The Greek Slave, 1844, Marble
Hiram Powers (American, 1805 – 1873)
#1912.0005.0072
Created during the height of the Victorian era, Hiram Powers’ The Greek Slave is the first American sculpture of a nude to achieve wild popularity and acceptance in the mid-19th-century. In a bold move, the young sculptor chose to tour The Greek Slave—a sensational subject of a woman on sale as a sexual object—in 1847-8 around the United States. Modeled heavily on the classical Venus De Medici (which the artist regularly observed while living in Florence) The Greek Slave is an interesting combination of a 5th-century idealized form tempered by prevailing 19t--century Victorian aesthetics. Indeed, the chained Greek beauty demurely averts her gaze, while awaiting her fate of being auctioned into Turkish slavery.
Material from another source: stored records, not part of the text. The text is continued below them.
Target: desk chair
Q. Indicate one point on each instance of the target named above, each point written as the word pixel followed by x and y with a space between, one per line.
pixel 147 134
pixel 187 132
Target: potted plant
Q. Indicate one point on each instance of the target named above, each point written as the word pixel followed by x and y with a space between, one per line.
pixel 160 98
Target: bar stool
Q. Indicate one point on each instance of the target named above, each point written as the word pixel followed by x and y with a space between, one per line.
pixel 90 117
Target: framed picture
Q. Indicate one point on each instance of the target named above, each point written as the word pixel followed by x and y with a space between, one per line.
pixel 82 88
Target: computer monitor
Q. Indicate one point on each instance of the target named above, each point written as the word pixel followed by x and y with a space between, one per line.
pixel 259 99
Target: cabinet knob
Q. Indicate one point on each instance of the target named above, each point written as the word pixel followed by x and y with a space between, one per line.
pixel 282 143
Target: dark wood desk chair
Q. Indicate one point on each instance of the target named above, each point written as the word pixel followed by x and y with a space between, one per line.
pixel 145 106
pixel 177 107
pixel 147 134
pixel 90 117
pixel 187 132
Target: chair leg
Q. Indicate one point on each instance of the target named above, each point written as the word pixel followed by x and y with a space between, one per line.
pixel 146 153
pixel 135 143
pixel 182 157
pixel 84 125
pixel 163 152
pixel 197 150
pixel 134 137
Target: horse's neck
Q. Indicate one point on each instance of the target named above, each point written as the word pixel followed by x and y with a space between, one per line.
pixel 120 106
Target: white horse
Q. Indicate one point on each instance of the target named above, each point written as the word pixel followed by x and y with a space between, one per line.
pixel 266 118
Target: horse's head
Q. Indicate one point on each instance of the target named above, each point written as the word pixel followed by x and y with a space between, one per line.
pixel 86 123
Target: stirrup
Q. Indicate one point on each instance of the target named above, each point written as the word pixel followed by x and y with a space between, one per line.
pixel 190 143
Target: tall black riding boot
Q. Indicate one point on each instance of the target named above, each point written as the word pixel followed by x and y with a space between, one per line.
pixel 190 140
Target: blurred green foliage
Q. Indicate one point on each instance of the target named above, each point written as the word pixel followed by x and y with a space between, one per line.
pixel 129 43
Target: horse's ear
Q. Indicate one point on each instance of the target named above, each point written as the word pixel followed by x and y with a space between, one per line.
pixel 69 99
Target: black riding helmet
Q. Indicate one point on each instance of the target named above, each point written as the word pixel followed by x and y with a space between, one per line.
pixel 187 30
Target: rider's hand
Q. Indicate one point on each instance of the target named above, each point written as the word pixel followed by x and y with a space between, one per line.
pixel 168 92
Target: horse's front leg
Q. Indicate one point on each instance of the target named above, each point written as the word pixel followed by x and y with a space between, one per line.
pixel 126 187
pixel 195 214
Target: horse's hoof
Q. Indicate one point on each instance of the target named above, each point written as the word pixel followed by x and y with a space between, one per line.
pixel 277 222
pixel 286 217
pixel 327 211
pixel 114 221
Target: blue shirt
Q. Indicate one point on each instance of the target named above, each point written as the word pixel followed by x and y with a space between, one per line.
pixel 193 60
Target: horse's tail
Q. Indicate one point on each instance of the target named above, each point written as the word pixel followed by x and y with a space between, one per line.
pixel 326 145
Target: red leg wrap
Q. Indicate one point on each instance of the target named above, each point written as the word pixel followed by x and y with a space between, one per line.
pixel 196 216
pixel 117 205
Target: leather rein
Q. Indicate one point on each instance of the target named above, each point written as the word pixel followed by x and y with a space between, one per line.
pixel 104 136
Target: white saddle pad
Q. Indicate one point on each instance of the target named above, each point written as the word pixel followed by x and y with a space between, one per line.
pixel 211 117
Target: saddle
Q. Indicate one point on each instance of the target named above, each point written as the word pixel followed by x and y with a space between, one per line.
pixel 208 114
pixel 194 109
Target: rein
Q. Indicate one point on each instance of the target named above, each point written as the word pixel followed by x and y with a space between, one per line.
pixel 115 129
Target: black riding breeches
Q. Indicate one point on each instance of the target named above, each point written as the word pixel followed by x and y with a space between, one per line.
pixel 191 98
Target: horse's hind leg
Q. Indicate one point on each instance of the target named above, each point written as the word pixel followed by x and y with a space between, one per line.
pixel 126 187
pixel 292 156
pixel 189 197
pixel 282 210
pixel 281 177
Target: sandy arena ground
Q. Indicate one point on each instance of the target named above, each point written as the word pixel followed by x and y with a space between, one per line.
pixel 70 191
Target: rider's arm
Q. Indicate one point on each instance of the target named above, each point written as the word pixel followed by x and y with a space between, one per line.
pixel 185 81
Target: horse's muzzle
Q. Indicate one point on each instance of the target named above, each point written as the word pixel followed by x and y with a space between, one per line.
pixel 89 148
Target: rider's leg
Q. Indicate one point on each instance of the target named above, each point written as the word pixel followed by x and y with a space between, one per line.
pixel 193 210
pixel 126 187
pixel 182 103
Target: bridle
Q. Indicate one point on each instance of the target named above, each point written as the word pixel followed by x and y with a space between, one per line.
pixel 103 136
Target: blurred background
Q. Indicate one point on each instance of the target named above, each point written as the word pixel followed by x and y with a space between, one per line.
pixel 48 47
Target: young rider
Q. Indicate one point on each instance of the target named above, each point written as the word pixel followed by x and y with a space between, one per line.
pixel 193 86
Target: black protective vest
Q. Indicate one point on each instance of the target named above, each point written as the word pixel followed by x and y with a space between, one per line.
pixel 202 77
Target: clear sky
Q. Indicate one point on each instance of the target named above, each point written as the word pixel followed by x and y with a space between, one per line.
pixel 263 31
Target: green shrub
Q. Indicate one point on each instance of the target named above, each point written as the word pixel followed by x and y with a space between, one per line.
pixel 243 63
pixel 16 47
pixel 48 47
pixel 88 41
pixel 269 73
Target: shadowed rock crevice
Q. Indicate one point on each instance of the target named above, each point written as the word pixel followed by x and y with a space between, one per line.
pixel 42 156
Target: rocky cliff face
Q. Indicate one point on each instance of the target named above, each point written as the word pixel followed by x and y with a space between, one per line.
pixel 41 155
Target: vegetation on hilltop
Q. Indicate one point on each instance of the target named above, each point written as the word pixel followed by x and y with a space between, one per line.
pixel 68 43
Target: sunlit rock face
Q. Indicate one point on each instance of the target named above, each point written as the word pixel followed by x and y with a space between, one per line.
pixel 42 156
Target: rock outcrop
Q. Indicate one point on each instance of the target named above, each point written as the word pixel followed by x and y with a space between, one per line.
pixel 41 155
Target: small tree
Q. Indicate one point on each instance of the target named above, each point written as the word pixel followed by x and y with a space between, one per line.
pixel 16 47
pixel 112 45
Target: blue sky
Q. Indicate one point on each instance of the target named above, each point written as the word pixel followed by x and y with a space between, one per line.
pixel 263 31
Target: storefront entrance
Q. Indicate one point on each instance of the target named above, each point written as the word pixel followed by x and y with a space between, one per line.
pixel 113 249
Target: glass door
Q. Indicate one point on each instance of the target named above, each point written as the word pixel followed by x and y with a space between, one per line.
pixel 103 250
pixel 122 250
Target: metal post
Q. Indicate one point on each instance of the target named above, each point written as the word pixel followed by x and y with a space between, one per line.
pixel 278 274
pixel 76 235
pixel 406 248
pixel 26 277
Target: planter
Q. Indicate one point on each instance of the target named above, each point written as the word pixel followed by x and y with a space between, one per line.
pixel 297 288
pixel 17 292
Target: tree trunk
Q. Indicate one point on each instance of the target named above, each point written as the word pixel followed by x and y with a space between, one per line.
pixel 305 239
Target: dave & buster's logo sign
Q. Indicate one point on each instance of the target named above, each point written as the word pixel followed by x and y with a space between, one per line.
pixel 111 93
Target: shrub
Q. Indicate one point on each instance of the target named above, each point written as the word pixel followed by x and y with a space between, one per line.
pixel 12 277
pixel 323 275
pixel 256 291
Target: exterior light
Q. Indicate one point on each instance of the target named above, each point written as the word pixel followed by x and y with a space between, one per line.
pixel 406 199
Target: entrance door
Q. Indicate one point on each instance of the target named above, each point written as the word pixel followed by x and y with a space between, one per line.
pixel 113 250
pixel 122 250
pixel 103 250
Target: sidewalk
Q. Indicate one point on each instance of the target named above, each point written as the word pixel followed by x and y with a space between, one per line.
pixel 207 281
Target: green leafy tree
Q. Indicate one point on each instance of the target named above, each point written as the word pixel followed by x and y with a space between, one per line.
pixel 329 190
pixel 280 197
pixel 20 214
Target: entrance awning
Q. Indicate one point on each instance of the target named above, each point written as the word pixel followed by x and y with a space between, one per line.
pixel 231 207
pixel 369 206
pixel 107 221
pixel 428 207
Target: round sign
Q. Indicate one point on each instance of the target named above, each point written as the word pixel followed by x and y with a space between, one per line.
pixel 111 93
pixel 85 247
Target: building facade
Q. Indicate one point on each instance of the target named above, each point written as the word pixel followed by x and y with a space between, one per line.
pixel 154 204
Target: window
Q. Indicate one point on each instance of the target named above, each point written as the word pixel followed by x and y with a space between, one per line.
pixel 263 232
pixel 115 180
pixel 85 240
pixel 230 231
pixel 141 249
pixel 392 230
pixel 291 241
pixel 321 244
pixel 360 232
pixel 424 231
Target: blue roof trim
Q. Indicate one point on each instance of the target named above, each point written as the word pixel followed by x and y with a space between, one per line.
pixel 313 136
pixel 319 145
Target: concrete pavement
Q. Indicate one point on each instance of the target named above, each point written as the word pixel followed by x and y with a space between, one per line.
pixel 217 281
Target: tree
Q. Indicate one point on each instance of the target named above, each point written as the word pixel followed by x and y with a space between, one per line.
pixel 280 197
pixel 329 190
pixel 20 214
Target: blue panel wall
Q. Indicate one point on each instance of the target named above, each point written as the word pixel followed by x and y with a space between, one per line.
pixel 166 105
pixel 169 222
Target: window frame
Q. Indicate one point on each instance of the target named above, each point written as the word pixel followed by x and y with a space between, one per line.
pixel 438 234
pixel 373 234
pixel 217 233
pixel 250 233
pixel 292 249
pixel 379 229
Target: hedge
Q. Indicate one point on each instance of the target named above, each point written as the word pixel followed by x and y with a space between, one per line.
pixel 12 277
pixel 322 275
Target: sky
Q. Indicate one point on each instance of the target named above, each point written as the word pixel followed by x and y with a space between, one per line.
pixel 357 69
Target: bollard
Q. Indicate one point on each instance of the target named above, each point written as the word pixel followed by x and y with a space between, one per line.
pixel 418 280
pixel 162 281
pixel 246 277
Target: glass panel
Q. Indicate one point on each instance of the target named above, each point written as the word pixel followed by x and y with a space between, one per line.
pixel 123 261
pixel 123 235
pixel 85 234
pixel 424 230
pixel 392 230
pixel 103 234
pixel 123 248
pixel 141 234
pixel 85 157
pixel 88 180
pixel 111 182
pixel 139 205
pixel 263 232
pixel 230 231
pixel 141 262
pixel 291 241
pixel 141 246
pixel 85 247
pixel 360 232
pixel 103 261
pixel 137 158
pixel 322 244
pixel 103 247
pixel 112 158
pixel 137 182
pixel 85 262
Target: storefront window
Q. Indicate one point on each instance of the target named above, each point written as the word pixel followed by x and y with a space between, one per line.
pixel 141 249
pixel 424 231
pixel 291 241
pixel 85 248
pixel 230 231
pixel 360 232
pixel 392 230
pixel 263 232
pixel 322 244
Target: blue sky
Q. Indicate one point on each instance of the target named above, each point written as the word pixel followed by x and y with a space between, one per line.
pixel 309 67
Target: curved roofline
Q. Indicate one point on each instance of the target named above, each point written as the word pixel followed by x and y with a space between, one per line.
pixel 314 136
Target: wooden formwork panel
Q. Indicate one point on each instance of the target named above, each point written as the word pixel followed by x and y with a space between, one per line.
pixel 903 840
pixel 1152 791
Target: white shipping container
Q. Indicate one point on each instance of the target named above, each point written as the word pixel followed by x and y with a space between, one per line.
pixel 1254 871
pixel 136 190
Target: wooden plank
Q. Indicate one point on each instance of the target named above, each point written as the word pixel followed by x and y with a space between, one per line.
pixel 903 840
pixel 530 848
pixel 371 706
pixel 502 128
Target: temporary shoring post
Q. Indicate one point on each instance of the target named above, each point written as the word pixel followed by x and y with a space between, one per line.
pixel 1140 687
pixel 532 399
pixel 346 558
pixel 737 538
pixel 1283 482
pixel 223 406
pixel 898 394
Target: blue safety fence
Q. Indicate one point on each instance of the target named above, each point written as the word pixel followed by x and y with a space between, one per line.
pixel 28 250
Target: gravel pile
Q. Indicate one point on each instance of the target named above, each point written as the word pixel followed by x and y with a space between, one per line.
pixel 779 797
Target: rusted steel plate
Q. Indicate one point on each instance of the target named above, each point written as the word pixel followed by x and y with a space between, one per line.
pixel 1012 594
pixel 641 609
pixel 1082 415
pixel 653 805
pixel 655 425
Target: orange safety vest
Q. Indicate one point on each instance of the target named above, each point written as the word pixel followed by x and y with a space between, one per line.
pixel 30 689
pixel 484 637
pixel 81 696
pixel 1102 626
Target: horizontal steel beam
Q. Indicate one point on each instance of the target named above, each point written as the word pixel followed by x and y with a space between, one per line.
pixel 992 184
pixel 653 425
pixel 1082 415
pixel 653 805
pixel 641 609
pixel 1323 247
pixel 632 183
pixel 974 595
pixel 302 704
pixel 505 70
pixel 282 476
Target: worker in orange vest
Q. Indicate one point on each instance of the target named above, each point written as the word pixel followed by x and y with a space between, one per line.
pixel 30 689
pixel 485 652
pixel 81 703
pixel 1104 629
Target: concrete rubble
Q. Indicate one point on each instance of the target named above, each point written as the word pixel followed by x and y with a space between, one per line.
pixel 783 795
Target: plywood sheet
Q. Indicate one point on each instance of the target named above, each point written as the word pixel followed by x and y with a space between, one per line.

While the American public in 1847 was ambivalent about the moral ramifications of viewing an explicitly nude female, Reverend Orville Dewey, a New York pastor, publically extolled the virtues of the ‘simplicity and chasteness’ of Powers’ sculpture and encouraged Americans to view The Greek Slave without guilt. It was exhibited at the Pennsylvania Academy of the Fine Arts and while on national tour over 100,000 people viewed The Greek Slave. Wildly popular, many American collectors commissioned busts or small-scale reproductions from Powers. As such The Greek Slave is a landmark example of evolving American taste and a growing art market. In 1867 Dr. Thomas Evans commissioned this bust of The Greek Slave for a fee of 105 pounds (today the equivalent of $16,000 US dollars).